Temps de lecture : 6 min

Les professeurs des lycées français à l'étranger expérimentent un nouveau système en ligne. Plus économique et plus pratique.

Lycéens débutant l’épreuve de philosophie du baccalauréat dans un lycée de la Réunion le 15 juin 2016 | RICHARD BOUHET/AFP
Lycéens débutant l’épreuve de philosophie du baccalauréat dans un lycée de la Réunion le 15 juin 2016 | RICHARD BOUHET/AFP

Le réseau des lycées français de l’étranger (Aefe) promeut une nouvelle manière d’organiser la correction des copies du bac… En faisant travailler les enseignants en ligne. Le grand «rituel républicain», dont les épreuves écrites débutent ce mercredi 15 juin, serait-il lui aussi numérisable? C’est en tout cas le prémisse d’une grande transformation de l’examen bicentenaire (on acte sa naissance à 1808).

Pourquoi transporter physiquement des milliers de feuilles de papier, les copies, pourquoi demander à des enseignants de se déplacer pour aller les chercher, les remettre ou se réunir physiquement quand la technologie permet de faire circuler n’importe quel document de manière quasi instantanée et de se parler collectivement à distance? C’est la question sur laquelle les responsables des lycées français de l’étranger se sont penchés depuis 2011.
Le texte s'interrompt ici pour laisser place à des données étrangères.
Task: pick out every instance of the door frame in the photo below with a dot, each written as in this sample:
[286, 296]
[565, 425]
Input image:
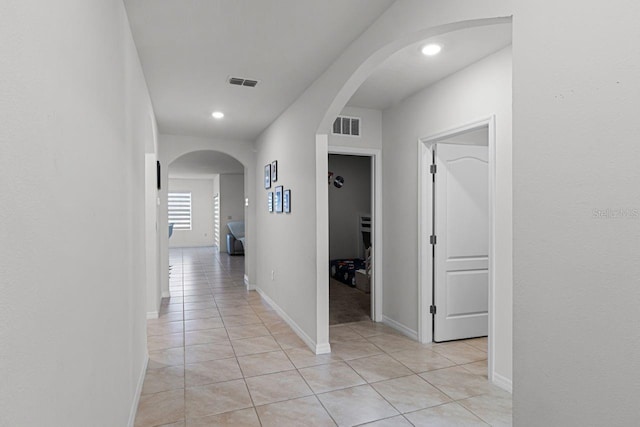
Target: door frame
[425, 217]
[376, 226]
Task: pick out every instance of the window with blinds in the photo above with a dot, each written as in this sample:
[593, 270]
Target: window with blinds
[180, 210]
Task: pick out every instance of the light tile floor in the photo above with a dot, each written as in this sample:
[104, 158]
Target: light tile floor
[347, 304]
[220, 356]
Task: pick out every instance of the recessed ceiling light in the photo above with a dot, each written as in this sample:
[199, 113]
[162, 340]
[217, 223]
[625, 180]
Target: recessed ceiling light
[431, 49]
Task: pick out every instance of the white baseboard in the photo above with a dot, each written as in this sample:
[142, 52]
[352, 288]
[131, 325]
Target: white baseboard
[138, 392]
[316, 348]
[504, 383]
[400, 328]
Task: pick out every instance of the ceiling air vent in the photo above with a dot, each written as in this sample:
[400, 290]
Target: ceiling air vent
[346, 126]
[238, 81]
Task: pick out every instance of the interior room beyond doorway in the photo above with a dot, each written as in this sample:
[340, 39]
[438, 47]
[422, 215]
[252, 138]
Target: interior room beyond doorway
[350, 207]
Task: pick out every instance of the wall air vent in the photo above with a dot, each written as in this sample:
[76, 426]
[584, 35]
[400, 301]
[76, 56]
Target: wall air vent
[346, 126]
[238, 81]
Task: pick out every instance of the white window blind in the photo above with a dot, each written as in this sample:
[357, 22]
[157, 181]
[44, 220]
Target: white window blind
[180, 210]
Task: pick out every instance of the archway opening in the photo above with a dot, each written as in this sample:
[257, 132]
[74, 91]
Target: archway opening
[472, 83]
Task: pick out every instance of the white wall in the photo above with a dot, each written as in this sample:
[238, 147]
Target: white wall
[216, 190]
[576, 269]
[201, 233]
[231, 204]
[479, 91]
[370, 129]
[346, 204]
[154, 293]
[75, 122]
[302, 292]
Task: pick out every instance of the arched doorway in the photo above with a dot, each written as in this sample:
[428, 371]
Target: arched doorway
[323, 137]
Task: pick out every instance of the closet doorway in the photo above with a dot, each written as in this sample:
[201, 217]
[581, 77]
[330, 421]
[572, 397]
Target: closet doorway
[354, 292]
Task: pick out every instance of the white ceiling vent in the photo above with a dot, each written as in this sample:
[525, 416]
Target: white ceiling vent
[346, 126]
[239, 81]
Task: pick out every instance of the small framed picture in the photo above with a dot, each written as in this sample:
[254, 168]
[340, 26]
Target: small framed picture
[267, 176]
[277, 199]
[286, 201]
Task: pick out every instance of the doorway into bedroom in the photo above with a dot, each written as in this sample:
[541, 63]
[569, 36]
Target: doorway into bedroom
[350, 238]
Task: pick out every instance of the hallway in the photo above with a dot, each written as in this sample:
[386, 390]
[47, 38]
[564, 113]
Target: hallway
[219, 355]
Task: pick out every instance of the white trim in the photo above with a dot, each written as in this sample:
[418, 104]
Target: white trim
[376, 235]
[425, 209]
[316, 348]
[400, 328]
[138, 392]
[502, 382]
[322, 244]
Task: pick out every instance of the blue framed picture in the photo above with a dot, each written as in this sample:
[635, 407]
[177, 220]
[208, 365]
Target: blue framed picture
[286, 201]
[277, 199]
[267, 176]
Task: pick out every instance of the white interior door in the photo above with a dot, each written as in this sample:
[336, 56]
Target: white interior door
[461, 227]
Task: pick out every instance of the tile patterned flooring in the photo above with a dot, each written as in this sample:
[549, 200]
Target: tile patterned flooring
[347, 304]
[220, 356]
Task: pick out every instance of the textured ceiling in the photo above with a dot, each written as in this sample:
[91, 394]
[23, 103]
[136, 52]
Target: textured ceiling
[408, 70]
[188, 48]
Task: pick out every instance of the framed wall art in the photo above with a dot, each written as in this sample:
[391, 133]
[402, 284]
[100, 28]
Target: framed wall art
[286, 201]
[267, 176]
[277, 199]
L’idée a du sens et représente une belle économie pour ce réseau scolaire, celui des écoles françaises à l’étranger, qui dépendent du ministère des Affaires étrangères via son réseau Aefe (494 établissements dans 136 pays, 60% d’élèves français, 40% d’étrangers) et dont les élèves passent le bac dans des conditions similaires à celles de tous ceux de métropole. L’économie se chiffre de moins 20% à moins 80%. En effet, auparavant, un correcteur ne pouvant corriger les copies des élèves de son établissement, il fallait parfois les acheminer sur de longues distances…. La zone Asie-Pacifique, par exemple, va de la Corée à l’Australie.

Toute une organisation

L’Aefe est tellement fière de son idée que ses services nous ont invités, moi-même et d’autres journalistes, à venir observer sur place, en l’occurrence relativement près de chez nous, au lycée Chateaubriand, à Rome, à voir comment se déroulait ce bac 2.0.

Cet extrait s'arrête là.